My Problem with Into the Odd

I've recently been looking through some of the old blogs I used to read, and Sooga Games leaped out at me.  About this time last year, I discovered that blog and the wondrous creation of Chris McDowall.  It fascinated me at the time, but after looking over the basics of Into the Odd once more , I discovered my primary objection to the game. 


You see, Into the Odd almost seems like an experiment in game design, specifically an experiment that posed the question "How much can we hack off D&D for it to still be vaguely recognizable?"  The answer, as it turns out, is a lot.  Into the Odd has no races, no classes, no attack rolls, only three attributes, no skill list or skill checks, and a handy-dandy chart that lets you build a character in about five minutes, provided you already know what their personality and name will be.

And I don't have a problem with any of that.  McDowell should be commended for what he's done.  I find Into the Odd to be remarkably intuitive, with a fascinating setting and just enough content to stir up the imagination while leaving plenty of blank spots for an creative GM to fill in.  So that's clearly not my problem.  But I did have a problem with Into the Odd, I just couldn't tell you why.

So I kept thinking, writing and rewriting potential additions to Into the Odd to see if I could fix this problem.  I thought I found a solution in my creation, the Odd Fellow.  You see, in the Into the Odd, there are objects called Oddities.  Oddities can be anything from magic hammers that ask you why you wield them to giant fountains that can produce any fluid but water.  As players survive and complete adventures, they acquire Oddities.  These are one of the main ways that players increase their ability set in Into the Odd.  There are some other ways, but I wasn't really aware of them at the time.  I decided to expand upon this, by writing an NPC type called the Odd Fellow.  Odd Fellows are people who bond with a specific Oddity, to the exclusion of all others.  This grants the Odd Fellow a greater ability to use that Oddity, but prevents them from using any others. 

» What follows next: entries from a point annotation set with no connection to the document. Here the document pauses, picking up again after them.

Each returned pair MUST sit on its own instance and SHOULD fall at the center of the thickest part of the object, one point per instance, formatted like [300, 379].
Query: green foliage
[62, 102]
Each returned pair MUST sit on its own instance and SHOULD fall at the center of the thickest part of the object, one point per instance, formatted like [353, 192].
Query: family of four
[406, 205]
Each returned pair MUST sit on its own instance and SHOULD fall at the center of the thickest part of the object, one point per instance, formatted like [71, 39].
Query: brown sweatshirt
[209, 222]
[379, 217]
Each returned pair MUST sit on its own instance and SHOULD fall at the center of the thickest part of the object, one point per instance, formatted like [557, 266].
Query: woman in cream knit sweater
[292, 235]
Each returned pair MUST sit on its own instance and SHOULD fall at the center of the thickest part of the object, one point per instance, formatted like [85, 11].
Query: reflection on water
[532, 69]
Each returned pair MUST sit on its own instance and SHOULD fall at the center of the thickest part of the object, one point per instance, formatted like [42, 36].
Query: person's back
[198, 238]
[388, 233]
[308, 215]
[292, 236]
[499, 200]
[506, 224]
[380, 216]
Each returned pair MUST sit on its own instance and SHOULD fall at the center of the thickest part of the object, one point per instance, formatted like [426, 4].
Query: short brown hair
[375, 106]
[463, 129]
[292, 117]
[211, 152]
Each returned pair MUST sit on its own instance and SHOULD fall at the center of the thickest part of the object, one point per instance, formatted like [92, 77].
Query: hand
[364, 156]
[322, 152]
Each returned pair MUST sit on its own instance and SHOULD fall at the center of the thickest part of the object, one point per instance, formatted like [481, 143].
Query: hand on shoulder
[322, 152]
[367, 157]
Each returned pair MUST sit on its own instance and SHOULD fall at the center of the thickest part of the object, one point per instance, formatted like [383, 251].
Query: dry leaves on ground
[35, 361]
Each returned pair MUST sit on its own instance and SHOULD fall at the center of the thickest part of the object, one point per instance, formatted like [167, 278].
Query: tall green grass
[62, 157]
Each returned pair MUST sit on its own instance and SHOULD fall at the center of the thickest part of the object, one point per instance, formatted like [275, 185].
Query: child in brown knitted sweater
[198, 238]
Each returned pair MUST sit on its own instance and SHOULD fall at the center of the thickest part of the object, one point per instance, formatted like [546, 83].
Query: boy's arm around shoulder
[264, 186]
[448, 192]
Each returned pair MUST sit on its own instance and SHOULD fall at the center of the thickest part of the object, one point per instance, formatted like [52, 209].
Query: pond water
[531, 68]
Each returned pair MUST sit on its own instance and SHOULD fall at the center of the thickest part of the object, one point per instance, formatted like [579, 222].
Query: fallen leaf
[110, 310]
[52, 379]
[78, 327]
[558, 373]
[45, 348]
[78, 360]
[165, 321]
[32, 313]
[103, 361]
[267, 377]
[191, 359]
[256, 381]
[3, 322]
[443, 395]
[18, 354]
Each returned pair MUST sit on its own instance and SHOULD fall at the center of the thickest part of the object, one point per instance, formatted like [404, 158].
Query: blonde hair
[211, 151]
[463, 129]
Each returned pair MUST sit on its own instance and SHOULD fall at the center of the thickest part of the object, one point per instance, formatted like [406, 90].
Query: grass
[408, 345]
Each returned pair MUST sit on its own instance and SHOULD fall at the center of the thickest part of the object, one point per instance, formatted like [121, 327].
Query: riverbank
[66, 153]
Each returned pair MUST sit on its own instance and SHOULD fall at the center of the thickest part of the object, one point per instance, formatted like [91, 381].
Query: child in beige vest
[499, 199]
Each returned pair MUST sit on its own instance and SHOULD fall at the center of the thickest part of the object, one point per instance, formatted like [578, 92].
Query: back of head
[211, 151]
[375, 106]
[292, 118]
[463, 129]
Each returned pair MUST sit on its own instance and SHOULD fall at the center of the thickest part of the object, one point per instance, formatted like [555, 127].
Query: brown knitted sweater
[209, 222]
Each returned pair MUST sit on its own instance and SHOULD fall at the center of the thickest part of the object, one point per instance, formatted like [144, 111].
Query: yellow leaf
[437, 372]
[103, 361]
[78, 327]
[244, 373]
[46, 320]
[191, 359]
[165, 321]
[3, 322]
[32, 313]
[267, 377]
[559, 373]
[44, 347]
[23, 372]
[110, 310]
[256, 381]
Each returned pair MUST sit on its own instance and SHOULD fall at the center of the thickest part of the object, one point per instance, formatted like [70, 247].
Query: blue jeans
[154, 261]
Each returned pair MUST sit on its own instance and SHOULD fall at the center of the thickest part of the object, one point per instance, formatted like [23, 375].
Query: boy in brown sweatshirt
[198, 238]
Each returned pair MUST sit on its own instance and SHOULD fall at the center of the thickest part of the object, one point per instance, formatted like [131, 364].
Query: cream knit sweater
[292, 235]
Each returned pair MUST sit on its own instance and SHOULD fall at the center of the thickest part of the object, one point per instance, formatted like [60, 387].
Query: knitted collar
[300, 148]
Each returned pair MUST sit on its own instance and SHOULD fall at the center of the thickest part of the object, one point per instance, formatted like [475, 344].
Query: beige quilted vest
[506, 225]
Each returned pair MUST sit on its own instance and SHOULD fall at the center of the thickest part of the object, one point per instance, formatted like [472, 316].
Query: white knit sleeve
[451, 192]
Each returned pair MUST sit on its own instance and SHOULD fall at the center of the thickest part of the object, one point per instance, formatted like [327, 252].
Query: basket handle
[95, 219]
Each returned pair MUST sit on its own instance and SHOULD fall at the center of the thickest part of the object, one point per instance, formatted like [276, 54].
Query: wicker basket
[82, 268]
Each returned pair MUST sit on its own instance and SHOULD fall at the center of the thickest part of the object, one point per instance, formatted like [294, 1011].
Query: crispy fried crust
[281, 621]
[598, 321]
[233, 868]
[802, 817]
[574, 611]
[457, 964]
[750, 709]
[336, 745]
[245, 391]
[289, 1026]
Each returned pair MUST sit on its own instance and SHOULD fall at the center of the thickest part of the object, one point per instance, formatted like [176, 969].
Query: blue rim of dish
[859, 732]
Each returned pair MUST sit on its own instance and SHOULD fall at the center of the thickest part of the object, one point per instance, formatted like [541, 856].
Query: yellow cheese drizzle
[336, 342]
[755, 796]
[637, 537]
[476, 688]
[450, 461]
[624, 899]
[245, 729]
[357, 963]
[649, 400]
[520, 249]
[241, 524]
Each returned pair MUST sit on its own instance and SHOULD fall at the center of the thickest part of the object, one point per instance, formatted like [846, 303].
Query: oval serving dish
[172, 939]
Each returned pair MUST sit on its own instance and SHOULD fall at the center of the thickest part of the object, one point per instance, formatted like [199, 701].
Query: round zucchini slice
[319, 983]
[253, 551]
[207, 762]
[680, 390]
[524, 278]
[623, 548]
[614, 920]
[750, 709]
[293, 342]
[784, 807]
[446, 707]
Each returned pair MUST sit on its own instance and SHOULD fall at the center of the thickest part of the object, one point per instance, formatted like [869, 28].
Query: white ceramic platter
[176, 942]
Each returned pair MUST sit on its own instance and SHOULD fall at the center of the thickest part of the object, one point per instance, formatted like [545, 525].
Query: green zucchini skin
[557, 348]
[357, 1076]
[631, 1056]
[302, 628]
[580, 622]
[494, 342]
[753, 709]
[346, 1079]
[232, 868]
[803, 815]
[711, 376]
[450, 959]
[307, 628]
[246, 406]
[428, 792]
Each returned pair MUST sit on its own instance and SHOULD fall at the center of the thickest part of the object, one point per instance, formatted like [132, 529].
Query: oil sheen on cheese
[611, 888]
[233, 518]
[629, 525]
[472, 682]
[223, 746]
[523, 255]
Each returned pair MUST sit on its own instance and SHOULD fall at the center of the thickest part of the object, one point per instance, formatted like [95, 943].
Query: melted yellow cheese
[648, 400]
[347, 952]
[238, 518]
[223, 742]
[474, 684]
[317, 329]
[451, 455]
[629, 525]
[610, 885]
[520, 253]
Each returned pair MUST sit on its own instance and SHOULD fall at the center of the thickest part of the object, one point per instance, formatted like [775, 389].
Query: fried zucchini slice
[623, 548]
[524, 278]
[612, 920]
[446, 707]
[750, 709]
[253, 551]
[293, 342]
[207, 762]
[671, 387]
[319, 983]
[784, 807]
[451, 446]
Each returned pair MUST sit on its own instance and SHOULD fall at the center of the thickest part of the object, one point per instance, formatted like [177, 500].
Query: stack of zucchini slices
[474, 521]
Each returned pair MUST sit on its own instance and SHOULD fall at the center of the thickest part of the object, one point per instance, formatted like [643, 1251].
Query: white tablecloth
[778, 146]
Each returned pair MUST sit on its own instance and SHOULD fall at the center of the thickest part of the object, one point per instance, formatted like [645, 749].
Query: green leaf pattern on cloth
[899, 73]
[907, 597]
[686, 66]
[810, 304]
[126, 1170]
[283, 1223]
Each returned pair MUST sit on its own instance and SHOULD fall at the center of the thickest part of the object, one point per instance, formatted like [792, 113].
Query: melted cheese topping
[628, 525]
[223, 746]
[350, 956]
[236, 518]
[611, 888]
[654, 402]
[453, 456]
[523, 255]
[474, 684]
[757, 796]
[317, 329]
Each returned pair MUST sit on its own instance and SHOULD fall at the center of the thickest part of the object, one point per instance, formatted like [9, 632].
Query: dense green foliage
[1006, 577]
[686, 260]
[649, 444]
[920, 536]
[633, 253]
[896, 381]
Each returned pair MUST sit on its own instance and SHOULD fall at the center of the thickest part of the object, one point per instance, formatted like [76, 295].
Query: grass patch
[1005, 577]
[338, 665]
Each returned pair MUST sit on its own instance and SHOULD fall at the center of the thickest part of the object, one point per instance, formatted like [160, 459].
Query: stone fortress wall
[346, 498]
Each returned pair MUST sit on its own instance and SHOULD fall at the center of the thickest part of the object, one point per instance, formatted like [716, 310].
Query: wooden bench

And this naturally lead to the idea of letting my players become Odd Fellows.  But as cool as this idea was, it lead me to an immediate stumbling block.  You see, Into the Odd campaigns follow a very simple pattern: Go on expedition--> Get treasure + Oddities--> Sell treasure and useless Oddities--> Go on Expedition--> etc.  But if I am limiting my players to only one Oddity, then that robs them of a lot of incentive to adventure.  And I can't even do what LotFP does by linking treasure to XP, because Into the Odd doesn't have class levels!

Though I suppose this problem is not insurmountable.  I could just get the players very invested in the world, and actually keep track of all the gold they earned, but I hate tracking minor resources like that.  Besides, Gold doesn't really affect that much about the players, not like a magic sword or XP does.  I thought that perhaps the ideas were simply too incompatible; that Into the Odd was a semi-horror game about plucky nobodies venturing into the weak points in the world to scavenge the known from the incomprehensible, and Odd Fellows are based off a concept from Japanese mangaka, Hirohiro Araki.

The concept I borrowed was that of the [Stand].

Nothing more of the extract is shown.